For most female athletes, simply increasing energy consumption to match or slightly surpass the calories that are being expended is enough to restore normal periods. Overeating isn't required, but eating enough is. Because each girl or young woman is different, it can be challenging to pinpoint a specific number or increase in daily calorie intake. The American College of Sports Medicine recommends, in general, a 5 percent increase in weight, or more as needed, to maintain regular periods.
The following suggestions should help girls and young women maintain normal hormonal production and menstruation.
Nov. 04, 2016
- Eat regular, nutritious meals. The most important way to ensure normal development is to eat regular, nutritious meals — even if the athlete isn't always that hungry. When eating out, choose options that are filling yet nutritious.
- Stock up on healthy snacks. A busy schedule might not allow for daily sit-down meals, so keep a stash of healthy snacks that can be grabbed on the go, such as fruit, cut-up veggies, yogurt, cheese and whole-grain crackers.
- Have a healthy attitude toward food. Look at food in a positive way — as necessary fuel for a healthy body and optimal performance. When a girl or young woman shows signs of an eating disorder — including a severely restricted diet, low self-esteem, and anxiety about weight and body image — consider seeking the help of a counselor or psychologist. Family therapy can be particularly helpful for adolescent athletes.

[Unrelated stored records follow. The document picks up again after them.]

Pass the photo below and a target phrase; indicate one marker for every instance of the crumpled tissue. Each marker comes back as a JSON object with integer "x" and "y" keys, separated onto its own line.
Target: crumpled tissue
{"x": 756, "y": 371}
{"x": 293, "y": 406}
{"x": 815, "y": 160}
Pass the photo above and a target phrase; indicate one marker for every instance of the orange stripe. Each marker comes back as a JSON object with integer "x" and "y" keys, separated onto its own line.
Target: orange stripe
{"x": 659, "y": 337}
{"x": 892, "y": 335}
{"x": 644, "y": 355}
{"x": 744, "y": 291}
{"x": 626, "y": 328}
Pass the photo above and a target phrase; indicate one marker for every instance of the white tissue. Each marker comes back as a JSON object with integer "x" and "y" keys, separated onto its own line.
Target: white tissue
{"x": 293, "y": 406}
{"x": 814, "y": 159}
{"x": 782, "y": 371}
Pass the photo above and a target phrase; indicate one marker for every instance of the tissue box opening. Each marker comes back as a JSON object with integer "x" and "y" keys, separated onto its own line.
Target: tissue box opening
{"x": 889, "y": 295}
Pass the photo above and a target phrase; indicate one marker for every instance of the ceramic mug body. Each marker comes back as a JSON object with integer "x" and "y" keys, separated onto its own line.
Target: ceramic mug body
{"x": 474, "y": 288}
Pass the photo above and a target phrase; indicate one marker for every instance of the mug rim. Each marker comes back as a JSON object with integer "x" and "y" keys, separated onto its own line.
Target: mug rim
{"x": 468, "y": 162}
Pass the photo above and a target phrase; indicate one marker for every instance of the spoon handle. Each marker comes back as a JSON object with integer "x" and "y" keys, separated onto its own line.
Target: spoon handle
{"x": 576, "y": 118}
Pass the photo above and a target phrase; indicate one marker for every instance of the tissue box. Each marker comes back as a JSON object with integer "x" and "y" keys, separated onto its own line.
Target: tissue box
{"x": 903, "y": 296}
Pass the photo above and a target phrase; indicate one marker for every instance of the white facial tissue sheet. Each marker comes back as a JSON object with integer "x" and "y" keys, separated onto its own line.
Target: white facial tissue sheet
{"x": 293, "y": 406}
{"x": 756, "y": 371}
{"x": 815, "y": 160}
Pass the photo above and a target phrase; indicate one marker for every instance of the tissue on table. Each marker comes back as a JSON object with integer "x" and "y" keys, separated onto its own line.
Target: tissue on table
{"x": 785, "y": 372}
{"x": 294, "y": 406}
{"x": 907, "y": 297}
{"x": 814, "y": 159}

- Avoid overtraining and excessive exercise. Exercise should be reduced or stopped entirely until abnormal endocrine function returns to normal, irregular menstrual periods return to normal and a stress-related injury is healed.
- Get a good night's sleep. Sleep gives the mind and body much needed time to recharge after the day's physical, mental and emotional stresses. It also gives the brain time to encode new memories and learning processes. In adolescents and young adults, deep sleep coincides with the positive release of growth hormone. Lack of sleep, on the other hand, impairs concentration and the ability to perform complex tasks, and also hampers physical performance and reaction time. Don't cheat on sleep — it's too important.
- Get a handle on stress. Young female athletes are typically juggling many demands and tight schedules. But excess stress can adversely affect hormone production and contribute to menstrual irregularities. Build in time for relaxation, whether it's time to listen to music, spend time with family or friends, take a walk, meditate, or read.
- See a family doctor, a sports medicine doctor or a pediatrician regularly for treatment and prevention of sport-related risks. A health care professional can help identify potential problems and guide the entire family toward tailored solutions. A health care professional can also provide advice when supplements of calcium and vitamin D might be necessary. Especially for young female athletes who have an eating disorder, it might be necessary to work with a comprehensive care team that includes physicians, psychologists and coaches — all of whom should have experience in treating eating disorders. Inpatient treatment and monitoring might be required for some individuals.